In heat it feels like the Nile, the iris in spring gliding by and later on in the summer the water lilies, simple and yellow or lotus complex and white, compact or sprawling open in warm water. The dragonflies with their cartoon curiosity in helicopter flight, whirring like paper, clicking like opening fans. The little origami water bugs and spiders. The paper thin tissue of a perfect summer day.
I like the heat more than he does. He tends to mild nausea and cold compresses. But I will fire up the wood stove at home on a gray cool day in July just to take off the chill.
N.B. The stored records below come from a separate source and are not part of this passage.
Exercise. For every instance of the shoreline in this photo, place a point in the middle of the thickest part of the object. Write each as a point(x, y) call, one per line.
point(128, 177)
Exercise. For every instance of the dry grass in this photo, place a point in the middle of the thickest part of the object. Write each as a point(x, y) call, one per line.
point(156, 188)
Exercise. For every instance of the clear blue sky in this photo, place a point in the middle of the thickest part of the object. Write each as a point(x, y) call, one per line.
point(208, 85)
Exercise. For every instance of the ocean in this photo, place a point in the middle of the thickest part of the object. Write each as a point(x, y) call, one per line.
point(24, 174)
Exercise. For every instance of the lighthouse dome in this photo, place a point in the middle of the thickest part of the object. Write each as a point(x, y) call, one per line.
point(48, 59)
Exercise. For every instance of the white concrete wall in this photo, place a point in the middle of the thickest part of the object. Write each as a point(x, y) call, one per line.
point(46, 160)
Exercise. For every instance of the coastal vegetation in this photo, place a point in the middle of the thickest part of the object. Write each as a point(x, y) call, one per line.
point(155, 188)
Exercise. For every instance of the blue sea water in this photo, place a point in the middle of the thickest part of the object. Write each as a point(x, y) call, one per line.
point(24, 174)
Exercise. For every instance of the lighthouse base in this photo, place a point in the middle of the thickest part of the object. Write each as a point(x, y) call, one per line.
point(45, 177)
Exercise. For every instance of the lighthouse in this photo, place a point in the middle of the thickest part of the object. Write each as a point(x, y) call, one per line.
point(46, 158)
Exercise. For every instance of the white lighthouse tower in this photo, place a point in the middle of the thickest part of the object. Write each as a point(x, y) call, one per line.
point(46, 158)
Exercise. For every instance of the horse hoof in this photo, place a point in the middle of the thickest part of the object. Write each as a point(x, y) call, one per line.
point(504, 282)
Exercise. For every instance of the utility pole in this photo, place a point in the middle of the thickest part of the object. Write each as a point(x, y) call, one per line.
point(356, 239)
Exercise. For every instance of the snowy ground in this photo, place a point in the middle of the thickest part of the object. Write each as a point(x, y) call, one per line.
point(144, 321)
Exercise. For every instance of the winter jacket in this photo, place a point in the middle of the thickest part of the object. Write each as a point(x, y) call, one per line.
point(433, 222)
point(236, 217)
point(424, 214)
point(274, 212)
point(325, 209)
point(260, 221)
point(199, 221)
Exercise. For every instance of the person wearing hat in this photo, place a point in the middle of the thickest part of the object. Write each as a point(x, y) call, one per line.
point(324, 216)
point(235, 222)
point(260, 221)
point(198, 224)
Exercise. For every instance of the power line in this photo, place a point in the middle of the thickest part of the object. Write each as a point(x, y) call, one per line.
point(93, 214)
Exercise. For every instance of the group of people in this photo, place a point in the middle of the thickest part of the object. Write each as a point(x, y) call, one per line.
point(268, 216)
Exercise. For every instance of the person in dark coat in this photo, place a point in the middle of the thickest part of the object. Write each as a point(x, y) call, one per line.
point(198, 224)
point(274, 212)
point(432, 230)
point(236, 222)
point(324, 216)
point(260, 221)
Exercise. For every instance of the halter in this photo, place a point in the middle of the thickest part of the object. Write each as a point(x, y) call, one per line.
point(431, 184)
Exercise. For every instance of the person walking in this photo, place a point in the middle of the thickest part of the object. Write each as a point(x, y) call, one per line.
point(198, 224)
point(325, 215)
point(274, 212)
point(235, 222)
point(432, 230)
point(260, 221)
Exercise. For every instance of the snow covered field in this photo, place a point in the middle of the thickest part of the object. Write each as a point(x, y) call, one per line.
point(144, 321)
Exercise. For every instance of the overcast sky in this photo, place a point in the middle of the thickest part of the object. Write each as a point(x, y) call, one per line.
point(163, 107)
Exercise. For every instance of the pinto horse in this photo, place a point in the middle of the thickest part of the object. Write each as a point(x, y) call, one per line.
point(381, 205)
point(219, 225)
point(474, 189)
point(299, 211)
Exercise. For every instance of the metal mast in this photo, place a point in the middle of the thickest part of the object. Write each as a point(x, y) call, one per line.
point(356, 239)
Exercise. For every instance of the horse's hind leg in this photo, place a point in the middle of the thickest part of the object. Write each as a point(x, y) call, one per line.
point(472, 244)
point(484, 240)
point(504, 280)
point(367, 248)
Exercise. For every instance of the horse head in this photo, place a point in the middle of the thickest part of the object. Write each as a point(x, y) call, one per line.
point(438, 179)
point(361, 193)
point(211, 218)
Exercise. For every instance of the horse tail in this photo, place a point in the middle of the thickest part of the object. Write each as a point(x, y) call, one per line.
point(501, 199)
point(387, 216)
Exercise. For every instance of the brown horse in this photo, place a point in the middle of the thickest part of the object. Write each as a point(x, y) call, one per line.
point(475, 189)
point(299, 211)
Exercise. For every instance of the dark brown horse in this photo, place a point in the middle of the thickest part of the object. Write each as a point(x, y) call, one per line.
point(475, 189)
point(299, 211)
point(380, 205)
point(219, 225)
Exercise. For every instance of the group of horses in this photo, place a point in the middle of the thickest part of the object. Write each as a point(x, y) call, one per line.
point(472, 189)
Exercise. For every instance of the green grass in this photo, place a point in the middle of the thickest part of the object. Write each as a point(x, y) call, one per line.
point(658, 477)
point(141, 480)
We listen to top forty country on the radio and heartily praise the few good tunes that get through to us. He knows all the words and when to sing them ironically. I can grow sentimental if deftly manipulated. I stare out the window and occasionally glance in the mirror checking out my sex appeal.
After a little time on up river we’ll drift back to the landing; today he swam along behind me while i paddled. We loaded up and drove to a high point where he could get a clear signal across the evening blue receding hills, the dirt road like a roll of ribbon tossed out behind us, and make a few calls.
We visited a friend, recently a widower and we walked around the garden. This friend and I know similar terrain, grief, and I represent to him, I know, a crude survival of suicidal bereavement, in my present almost obscene thriving. As I believe his wife, who I loved too, would have me, gently and consistently remind him. And I should nag at him in her voice a bit too, about drink, or about flying off the handle at idiots, though god knows neither one of us can talk. Not with a straight face about that.
He keeps finding things he had no idea she had planted. Nobody to talk to at night. Try to get him painting something sensible. “Grander the scale the better with him,”she’d say, “He was a goddam house painter for years after all.”
I can ask him things like whether he is aware of missing the intensity of an emergency of love, still doing things as she would have them done, whether he misses having his priorities clarified by real emergency. “I used to lay and listen to her breathing,”he said “That was my function for two years.”
I recall the last few days of words from a lost friend .
“I always kept my hat in the right hand pocket of my coat.”
“Not another summer…”
“You’ll fall in love again within a few years.”
Thanks for sending this, Rocky. I think of you now and then and wonder what you’re up to, noticeably absent from social media as you are. I resonated with “at some time in the course of painting the thing i would understand why i had chosen the subject matter, id realise some private subconscious symbolism and hope it had lent intensity. Id recognise some pattern.” It is similar with how I remember my reckoning in the course of writing a song.